Sec. Guevarra simply has his hands full sorting out the veritable Augean stables that his predecessor had left him, but it looks like the former Ateneo law professor and former deputy to Executive Secretary in Malacañang is living up to the good governance promises he made on his first day in office.

He has promised to look into the fund mess uncovered by the COA, and seems intent on further cleaning house by recently suspending three prosecutors — Pasay City Prosecutor Benjamin Lanto, Inquest Prosecutor Clementine Villanueva, and Assistant Prosecutor Florencio dela Cruz — for 60 days.

Before then, he also filed charges against the 3 at the DOJ Internal Affairs Unit for alleged gross neglect of duty, gross incompetence and inefficiency stemming from their supposed roles in the release of suspects involved in jewelry smuggling at the Ninoy Aquino International Airport.

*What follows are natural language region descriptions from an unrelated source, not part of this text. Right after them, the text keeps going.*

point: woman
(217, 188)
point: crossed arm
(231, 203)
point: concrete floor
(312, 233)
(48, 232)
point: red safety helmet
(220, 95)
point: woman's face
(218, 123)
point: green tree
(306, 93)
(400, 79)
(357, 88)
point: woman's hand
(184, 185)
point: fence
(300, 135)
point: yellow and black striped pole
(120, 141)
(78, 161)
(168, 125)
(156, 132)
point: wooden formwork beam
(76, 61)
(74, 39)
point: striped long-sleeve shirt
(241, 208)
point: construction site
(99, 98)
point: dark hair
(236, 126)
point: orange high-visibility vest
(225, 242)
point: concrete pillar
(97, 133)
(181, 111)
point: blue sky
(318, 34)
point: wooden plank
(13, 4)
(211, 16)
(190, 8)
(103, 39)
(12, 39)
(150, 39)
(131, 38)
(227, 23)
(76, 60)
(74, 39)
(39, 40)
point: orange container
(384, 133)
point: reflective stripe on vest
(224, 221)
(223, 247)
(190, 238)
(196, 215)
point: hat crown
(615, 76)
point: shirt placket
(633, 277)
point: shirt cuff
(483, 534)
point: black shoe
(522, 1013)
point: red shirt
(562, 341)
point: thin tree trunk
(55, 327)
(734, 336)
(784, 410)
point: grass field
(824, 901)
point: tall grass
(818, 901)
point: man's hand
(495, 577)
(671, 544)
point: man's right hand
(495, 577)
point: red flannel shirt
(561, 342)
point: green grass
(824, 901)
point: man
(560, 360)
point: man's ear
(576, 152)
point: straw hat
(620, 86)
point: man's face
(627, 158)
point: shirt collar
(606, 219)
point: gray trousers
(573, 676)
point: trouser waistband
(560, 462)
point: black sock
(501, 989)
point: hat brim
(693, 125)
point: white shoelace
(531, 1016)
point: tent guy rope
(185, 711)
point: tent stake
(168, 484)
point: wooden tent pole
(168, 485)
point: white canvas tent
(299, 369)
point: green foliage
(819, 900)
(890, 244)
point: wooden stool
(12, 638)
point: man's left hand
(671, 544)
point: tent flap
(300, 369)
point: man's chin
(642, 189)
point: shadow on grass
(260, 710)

Most crucially, Sec. Guevarra has reversed Mr. Aguirre’s howler of a decision granting Napoles the mantle of government protection.

The DOJ announced that the principal accused in the pork barrel scam is no longer under the Witness Protection Program — a privilege Napoles was provisionally granted by Aguirre in February after she executed an affidavit implicating more names in the multibillion-peso scam she is accused of running in conspiracy with a host of lawmakers.

The fear, then, was that Mr. Aguirre would use the new list to harass other political opponents of the Duterte administration.

In stopping the DOJ-Napoles arrangement, Sec. Guevarra, it appears, will not be party to any ploy to use his department’s powers that way.

He deserves to be commended for doing the right thing in this regard. May there be more such reforms to come under his watch.